Worst Jokes Ever
When you accidentally wipe a little too hard and your finger goes up your bumhole, triggering flashbacks of when you were 10 and your uncle stayed a few weeks. 😂
What’s the difference between a bullet and a Jew?
One comes out of the chamber.
When I was your age, we had Wacko Jacko, not Florida Man.
What pizza did the Twin Towers order? A plane pizza.
What's the difference between jam and jelly?
You can't jelly your dick into someone's asshole.
How did the lesbian die? Homicide.
The emo kid said, "I wanna die." But the quiet kid said, "Nah, I'm gonna die myself, bye!"
What did God say when he made the Black human? Oh no, I burnt another one!

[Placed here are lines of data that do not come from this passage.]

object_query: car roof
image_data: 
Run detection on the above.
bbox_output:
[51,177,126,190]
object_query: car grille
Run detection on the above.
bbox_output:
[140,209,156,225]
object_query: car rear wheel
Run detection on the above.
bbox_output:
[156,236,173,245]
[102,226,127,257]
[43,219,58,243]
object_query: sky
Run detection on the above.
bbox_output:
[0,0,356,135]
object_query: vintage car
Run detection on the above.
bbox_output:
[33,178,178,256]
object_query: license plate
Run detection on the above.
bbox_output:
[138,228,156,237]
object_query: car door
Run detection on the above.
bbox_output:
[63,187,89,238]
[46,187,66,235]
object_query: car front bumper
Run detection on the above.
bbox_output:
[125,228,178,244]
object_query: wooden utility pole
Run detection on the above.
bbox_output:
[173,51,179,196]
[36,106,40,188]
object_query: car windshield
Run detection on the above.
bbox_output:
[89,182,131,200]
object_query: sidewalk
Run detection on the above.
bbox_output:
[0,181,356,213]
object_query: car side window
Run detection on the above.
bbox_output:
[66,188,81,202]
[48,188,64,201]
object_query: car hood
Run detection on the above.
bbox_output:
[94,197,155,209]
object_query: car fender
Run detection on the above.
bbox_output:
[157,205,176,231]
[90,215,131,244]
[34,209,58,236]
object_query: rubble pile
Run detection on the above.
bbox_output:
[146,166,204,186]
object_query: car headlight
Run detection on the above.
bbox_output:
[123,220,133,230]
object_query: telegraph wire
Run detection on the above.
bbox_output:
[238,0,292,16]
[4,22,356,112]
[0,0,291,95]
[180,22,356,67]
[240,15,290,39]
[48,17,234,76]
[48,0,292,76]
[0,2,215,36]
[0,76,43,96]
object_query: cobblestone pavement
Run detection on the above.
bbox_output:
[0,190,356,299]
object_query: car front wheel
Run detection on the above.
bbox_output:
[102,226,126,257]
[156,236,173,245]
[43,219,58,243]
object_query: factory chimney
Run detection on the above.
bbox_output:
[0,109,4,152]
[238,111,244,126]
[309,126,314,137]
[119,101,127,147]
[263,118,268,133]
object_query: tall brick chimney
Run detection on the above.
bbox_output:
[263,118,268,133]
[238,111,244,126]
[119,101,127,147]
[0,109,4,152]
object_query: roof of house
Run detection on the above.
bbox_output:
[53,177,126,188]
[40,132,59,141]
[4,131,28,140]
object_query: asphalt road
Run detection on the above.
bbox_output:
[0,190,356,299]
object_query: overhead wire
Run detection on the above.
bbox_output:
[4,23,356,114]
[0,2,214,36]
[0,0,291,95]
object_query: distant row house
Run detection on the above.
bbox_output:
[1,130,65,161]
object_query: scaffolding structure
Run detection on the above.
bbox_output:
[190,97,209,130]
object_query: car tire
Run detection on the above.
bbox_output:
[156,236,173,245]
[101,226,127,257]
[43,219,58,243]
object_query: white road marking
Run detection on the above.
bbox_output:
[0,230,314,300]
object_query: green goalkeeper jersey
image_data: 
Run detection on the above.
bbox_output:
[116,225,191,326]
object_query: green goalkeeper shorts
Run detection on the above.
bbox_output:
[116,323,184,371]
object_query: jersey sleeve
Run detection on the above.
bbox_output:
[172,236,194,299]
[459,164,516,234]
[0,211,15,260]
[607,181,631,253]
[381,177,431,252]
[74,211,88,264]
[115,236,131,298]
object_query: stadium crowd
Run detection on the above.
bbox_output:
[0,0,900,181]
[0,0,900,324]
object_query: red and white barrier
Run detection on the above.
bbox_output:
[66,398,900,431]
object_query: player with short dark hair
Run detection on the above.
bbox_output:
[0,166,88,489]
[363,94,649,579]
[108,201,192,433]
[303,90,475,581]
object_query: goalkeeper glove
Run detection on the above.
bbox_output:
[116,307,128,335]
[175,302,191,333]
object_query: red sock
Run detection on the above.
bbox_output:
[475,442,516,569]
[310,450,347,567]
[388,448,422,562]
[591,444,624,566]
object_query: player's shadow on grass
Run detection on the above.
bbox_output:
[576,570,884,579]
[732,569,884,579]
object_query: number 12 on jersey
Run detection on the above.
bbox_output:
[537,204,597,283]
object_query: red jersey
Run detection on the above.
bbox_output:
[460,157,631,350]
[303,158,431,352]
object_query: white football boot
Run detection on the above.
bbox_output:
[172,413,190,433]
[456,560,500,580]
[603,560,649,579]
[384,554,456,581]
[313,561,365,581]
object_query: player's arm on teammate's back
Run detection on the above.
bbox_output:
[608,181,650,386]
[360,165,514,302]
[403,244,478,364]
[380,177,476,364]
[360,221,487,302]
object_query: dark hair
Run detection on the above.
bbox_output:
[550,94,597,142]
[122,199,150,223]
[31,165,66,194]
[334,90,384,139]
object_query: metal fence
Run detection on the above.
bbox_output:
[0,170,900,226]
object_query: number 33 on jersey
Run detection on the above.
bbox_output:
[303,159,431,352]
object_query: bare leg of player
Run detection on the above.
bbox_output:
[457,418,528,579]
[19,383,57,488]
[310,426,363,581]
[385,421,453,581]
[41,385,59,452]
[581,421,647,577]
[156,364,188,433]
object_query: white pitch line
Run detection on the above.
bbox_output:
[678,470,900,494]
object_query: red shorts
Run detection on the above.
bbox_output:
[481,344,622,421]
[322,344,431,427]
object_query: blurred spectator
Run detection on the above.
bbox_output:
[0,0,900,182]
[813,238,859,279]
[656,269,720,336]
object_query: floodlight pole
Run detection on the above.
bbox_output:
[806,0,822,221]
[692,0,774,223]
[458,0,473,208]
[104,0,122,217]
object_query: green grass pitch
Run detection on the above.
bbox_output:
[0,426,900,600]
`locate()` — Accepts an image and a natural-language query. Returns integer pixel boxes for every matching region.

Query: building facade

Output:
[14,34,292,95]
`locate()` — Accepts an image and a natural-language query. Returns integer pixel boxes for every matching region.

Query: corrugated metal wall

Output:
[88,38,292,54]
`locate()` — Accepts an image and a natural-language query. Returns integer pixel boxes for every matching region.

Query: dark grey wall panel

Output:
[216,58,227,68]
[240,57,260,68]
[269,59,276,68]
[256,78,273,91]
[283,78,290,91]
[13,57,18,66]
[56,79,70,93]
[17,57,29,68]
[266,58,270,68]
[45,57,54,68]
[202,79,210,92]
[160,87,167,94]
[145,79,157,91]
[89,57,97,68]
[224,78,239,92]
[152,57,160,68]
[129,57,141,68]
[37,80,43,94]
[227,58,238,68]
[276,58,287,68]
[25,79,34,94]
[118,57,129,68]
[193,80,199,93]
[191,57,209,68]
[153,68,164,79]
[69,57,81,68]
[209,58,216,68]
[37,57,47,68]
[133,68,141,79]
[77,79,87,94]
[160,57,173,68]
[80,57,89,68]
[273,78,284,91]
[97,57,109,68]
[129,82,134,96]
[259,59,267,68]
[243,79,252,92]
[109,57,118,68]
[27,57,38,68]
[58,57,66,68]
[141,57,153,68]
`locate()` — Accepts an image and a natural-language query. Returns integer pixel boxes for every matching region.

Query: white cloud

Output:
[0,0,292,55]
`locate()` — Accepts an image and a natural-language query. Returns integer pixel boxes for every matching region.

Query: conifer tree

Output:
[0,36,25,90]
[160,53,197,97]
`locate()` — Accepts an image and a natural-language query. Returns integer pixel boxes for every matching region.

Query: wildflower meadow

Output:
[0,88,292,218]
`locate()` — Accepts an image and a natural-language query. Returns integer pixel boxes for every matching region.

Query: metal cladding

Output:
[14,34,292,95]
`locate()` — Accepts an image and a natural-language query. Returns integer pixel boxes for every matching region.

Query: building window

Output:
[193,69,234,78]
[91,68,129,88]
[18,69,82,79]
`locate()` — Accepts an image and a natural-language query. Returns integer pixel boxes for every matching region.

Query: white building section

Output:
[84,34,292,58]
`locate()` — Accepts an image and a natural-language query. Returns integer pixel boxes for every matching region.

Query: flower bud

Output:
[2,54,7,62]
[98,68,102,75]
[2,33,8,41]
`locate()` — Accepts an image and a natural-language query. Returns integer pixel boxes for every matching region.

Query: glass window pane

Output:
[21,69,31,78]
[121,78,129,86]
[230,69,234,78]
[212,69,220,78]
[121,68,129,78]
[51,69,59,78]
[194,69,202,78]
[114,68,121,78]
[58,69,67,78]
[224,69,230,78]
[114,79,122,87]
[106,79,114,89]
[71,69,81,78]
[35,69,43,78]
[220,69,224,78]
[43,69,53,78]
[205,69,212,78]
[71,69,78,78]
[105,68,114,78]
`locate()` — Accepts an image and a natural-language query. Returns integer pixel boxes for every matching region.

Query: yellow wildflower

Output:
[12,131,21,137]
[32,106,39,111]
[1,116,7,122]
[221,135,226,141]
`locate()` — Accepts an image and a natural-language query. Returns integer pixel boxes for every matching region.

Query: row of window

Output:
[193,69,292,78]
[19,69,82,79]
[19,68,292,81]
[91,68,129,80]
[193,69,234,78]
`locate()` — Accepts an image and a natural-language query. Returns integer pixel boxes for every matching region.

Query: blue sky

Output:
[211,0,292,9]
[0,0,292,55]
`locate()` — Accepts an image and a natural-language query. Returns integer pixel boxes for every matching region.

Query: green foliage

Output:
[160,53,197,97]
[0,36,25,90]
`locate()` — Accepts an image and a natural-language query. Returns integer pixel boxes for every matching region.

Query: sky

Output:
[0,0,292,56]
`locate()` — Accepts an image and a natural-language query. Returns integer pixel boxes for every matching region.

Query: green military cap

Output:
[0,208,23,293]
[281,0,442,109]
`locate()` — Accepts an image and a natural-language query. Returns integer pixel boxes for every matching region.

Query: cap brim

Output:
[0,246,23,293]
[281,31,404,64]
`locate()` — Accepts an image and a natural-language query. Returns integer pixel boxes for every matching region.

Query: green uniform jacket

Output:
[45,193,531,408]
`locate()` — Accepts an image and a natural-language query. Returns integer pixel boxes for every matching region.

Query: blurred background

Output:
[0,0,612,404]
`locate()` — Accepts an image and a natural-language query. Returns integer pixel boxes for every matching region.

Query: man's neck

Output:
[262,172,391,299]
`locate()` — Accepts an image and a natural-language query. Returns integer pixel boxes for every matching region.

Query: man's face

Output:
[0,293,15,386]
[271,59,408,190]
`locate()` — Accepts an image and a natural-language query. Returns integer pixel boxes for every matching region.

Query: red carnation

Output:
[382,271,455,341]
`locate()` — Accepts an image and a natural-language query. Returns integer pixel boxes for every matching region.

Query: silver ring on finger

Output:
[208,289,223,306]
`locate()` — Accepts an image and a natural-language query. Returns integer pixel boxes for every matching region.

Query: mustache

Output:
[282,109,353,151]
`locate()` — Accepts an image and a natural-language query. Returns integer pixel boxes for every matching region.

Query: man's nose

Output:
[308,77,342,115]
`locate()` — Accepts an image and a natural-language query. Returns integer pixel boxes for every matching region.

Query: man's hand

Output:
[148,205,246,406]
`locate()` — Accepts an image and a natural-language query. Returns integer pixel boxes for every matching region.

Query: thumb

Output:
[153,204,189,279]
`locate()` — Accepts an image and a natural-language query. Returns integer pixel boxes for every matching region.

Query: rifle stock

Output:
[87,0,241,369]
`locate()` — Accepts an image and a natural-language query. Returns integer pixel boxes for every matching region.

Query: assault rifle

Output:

What's the quiet kid's favorite school lunch? Mac-10 and cheese.
What do you call a terrorist that can fly?
A dart.
Worst joke Ever: What do you call a fat kom? A FAT MOM! LALALALLA!
Yo mama so ugly, she has a sign in her garden saying, “Beware of the dog!”
You guys are literally mentally ill. You should get some help. This is so disgusting, ew!
Who says Rihanna isn't charitable?
I mean, she found Johnny Depp for her fashion show by scouting for people living in tents down in Skid Row.
Why did Michael Jackson allow little boys to sleep in his house? Because he's bad.
Who did Michael Jackson want to be like? The man in the mirror.
What was Michael Jackson's favorite word to say to parents and tabloids? "Leave me alone."
What did Michael Jackson say before he died, as far as his childhood? "This is it."
What does Buzz Lightyear and an orphan's parents have in common?
They go to infinity and beyond.
Joseph Jackson wants Michael's kids to tour as the Jackson 3.